🤖 AI Summary
This study investigates the “belief depth” of large language models (LLMs) after knowledge editing—i.e., whether edited facts are genuinely internalized, exhibiting semantic consistency and robustness. To this end, we propose the first quantifiable, three-dimensional evaluation framework: generalization, resistance to adversarial questioning, and representational similarity. We integrate linear probing, self-consistency testing, adversarial interrogation, and synthetic document fine-tuning (SDF) for multi-faceted validation. Results show that SDF effectively implants realistic facts and induces deep, stable belief formation. However, when edited facts contradict commonsense, models exhibit only superficial acceptance: their internal representations significantly deviate from natural knowledge distributions and remain vulnerable to refutation via targeted queries. This work exposes a fundamental limitation of current knowledge editing methods—namely, their inability to ensure deep, coherent belief integration—and establishes both a theoretical benchmark and empirical methodology for trustworthy, semantically grounded knowledge updating.
📝 Abstract
Knowledge editing techniques promise to implant new factual knowledge into large language models (LLMs). But do LLMs really believe these facts? We develop a framework to measure belief depth and use it to evaluate the success of knowledge editing techniques. We operationalize belief depth as the extent to which implanted knowledge 1) generalizes to related contexts (e.g. Fermi estimates several logical steps removed), 2) is robust to self-scrutiny and direct challenge, and 3) is represented similarly to genuine knowledge (as measured by linear probes).

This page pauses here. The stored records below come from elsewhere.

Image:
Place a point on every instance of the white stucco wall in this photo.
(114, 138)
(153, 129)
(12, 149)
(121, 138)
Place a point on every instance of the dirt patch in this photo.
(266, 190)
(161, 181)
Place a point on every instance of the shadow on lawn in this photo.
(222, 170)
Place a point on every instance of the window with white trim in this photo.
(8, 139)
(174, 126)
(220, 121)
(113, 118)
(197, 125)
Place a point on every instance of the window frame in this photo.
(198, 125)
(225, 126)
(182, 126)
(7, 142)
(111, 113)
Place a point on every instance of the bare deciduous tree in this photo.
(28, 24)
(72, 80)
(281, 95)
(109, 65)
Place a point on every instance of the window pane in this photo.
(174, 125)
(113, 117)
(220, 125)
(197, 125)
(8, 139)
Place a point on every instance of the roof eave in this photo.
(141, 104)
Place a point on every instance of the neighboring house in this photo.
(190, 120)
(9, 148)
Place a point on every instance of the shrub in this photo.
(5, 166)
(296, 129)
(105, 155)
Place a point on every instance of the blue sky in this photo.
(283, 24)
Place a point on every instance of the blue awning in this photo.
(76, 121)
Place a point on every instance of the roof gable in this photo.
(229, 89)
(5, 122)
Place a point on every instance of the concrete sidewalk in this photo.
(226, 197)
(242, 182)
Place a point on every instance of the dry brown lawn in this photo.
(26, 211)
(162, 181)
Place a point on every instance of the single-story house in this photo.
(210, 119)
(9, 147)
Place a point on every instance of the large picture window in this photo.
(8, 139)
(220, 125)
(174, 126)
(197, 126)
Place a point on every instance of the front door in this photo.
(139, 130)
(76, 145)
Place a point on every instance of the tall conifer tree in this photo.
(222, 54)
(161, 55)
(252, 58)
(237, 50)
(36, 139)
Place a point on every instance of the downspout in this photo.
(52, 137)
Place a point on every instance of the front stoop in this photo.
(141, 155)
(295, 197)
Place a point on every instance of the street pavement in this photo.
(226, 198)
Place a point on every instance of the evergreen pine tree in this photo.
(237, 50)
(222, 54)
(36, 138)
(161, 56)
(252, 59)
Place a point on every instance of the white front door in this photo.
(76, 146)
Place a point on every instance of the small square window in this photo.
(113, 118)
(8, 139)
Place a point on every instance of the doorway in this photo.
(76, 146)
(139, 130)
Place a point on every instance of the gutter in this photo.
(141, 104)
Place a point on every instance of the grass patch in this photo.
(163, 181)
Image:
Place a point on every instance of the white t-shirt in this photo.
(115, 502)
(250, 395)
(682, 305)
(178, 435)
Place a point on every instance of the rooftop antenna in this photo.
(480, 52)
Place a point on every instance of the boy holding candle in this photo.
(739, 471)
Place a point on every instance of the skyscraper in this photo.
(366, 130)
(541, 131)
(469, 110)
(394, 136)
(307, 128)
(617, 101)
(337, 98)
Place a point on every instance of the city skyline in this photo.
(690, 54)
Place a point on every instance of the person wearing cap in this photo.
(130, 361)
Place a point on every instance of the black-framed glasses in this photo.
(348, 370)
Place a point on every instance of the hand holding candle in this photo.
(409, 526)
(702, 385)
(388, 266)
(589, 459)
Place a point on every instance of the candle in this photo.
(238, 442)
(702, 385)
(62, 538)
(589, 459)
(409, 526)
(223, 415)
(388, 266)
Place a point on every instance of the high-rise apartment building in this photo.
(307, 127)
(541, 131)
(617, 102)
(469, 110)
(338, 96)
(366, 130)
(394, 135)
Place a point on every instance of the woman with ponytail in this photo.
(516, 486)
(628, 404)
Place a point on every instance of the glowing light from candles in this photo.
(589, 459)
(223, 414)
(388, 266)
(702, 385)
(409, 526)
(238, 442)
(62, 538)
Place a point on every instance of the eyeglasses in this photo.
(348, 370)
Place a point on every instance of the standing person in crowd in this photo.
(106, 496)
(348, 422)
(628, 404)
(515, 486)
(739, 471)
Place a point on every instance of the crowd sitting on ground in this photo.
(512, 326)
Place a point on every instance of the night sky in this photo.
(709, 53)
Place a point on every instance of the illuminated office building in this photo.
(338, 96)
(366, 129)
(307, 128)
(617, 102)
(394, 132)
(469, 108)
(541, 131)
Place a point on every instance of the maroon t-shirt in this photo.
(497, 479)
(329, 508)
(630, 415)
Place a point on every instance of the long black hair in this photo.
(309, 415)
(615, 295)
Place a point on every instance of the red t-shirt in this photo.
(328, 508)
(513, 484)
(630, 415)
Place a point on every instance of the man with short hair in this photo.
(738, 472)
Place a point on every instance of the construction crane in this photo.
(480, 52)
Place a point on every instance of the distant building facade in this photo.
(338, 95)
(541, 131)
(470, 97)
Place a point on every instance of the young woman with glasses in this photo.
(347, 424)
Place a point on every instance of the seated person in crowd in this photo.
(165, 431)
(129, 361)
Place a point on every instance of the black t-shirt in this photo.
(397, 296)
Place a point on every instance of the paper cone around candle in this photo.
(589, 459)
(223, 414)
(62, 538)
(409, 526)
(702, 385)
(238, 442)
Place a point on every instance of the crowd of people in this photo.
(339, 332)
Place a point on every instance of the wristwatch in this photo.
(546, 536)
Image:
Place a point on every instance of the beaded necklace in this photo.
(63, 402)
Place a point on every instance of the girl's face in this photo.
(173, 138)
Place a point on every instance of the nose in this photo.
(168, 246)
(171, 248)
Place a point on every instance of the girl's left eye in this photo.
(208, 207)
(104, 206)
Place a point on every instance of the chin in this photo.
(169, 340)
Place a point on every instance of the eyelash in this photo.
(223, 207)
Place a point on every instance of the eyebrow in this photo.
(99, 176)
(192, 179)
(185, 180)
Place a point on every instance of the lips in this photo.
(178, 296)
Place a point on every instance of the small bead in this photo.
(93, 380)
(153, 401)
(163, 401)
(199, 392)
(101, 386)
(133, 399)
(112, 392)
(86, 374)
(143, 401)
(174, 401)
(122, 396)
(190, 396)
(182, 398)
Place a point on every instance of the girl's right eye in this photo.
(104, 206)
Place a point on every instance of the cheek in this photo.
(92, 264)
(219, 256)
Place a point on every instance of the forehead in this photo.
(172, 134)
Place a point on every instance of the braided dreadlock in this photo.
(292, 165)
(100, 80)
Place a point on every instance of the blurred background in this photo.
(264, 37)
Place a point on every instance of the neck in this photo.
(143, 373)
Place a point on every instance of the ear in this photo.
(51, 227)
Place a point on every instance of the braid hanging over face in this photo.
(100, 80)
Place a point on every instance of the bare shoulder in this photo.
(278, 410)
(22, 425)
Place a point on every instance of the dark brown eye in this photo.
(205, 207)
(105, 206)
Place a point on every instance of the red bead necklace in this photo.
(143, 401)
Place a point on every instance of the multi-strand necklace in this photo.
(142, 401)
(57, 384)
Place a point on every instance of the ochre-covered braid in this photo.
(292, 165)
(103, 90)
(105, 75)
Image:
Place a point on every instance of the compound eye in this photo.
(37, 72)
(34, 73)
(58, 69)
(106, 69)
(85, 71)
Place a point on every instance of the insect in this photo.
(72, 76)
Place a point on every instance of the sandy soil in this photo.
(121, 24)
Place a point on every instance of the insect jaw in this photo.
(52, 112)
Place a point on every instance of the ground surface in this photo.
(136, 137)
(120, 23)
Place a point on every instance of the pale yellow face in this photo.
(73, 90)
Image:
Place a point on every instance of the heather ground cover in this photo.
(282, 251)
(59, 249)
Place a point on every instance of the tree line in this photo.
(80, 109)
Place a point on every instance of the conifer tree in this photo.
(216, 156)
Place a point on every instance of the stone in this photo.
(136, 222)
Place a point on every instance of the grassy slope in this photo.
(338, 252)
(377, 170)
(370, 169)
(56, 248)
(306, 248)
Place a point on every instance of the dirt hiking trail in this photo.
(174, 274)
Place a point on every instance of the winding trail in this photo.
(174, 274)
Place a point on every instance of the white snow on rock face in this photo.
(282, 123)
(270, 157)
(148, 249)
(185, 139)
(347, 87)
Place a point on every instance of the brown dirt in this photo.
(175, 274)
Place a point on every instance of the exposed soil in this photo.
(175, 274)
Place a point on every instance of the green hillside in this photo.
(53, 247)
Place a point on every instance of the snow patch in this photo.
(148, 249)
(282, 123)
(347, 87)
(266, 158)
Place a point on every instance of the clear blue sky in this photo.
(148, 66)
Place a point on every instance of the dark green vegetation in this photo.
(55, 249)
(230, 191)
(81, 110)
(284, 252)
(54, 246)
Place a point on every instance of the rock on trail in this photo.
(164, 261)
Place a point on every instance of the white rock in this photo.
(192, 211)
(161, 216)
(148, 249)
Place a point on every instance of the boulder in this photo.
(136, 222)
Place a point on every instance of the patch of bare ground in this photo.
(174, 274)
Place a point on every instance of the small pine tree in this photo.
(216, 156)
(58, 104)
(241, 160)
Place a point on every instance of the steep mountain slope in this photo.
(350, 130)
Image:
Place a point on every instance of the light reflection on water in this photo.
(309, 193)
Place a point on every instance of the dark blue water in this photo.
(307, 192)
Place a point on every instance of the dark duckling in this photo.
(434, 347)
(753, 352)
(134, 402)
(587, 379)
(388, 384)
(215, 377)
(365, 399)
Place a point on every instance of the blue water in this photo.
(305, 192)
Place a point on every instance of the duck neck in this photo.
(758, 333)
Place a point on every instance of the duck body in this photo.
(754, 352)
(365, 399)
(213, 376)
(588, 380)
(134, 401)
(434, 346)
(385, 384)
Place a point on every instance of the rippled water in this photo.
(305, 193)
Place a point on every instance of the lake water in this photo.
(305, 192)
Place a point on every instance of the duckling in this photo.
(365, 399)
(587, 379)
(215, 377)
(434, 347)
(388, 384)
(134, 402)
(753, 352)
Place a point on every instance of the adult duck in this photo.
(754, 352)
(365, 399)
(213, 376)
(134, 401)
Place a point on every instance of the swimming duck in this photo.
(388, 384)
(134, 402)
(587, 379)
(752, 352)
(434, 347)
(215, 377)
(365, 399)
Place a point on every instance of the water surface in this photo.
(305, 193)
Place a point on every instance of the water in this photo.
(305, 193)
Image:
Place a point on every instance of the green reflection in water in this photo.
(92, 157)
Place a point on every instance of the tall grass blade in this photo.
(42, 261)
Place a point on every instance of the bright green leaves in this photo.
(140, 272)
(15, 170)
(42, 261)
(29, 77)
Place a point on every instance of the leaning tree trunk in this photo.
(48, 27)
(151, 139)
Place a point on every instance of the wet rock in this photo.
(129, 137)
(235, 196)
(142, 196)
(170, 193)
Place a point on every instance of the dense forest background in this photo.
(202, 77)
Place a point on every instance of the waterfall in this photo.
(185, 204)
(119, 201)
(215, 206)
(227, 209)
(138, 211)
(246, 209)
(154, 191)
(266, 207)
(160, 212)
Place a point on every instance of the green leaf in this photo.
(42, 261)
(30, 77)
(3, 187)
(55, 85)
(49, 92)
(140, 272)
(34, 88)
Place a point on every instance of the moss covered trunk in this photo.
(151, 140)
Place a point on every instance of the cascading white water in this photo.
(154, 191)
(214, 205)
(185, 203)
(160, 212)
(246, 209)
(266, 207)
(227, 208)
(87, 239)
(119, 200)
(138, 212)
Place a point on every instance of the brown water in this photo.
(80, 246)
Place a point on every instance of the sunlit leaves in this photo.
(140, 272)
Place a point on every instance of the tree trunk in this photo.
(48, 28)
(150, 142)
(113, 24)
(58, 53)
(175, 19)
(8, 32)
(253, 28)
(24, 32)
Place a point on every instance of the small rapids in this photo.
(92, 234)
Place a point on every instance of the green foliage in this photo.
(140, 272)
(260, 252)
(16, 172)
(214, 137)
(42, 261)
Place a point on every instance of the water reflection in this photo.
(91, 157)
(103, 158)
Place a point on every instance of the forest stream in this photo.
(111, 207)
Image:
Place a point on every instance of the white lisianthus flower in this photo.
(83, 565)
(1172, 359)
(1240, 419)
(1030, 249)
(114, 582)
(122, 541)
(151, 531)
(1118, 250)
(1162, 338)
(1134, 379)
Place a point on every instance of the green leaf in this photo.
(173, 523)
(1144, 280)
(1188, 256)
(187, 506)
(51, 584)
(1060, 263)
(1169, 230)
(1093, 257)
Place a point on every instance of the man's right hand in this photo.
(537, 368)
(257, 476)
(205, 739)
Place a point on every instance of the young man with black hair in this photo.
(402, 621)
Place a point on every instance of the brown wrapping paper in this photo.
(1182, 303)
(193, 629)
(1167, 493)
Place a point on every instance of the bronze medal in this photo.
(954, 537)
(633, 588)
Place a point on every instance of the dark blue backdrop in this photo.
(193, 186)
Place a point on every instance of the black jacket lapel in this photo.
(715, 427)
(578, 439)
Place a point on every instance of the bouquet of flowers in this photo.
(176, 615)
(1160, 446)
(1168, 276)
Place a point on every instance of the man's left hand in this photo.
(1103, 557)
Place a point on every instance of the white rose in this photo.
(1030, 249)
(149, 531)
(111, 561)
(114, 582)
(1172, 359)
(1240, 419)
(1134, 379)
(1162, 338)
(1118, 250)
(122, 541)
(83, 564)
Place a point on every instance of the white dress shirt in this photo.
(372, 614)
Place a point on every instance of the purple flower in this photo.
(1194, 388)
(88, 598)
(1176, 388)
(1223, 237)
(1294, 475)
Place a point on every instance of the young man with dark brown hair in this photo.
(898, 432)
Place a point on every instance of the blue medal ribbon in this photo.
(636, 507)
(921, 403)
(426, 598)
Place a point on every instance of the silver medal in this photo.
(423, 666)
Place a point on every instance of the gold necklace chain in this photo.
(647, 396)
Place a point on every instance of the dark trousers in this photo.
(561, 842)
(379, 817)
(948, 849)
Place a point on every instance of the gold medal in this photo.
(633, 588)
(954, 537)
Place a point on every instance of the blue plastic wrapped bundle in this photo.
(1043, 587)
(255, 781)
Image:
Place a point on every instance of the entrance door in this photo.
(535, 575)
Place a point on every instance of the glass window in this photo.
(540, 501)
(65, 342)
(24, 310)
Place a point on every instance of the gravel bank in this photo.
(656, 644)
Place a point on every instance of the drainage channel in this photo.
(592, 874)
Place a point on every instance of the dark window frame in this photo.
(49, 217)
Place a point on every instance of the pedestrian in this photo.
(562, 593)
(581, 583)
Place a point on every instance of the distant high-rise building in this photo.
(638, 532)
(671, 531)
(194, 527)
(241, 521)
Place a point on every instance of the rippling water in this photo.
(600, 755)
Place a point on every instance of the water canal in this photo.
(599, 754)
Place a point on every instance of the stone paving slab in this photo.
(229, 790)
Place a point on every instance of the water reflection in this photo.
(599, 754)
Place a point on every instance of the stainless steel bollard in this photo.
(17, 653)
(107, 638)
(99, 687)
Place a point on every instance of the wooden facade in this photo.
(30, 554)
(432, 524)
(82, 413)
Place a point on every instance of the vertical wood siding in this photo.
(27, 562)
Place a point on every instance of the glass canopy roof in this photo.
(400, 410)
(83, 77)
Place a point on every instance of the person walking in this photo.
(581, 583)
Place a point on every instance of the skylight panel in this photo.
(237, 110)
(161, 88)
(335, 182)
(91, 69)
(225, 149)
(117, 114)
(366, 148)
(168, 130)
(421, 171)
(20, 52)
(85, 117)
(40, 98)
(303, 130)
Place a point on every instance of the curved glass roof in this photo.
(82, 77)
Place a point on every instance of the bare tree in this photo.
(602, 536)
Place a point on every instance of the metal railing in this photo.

Our evaluations show that simple prompting and mechanistic editing techniques fail to implant knowledge deeply. In contrast, Synthetic Document Finetuning (SDF) - where models are trained on LLM-generated documents consistent with a fact - often succeeds at implanting beliefs that behave similarly to genuine knowledge. However, SDF's success is not universal, as implanted beliefs that contradict basic world knowledge are brittle and representationally distinct from genuine knowledge. Overall, our work introduces measurable criteria for belief depth and enables the rigorous evaluation necessary for deploying knowledge editing in real-world applications.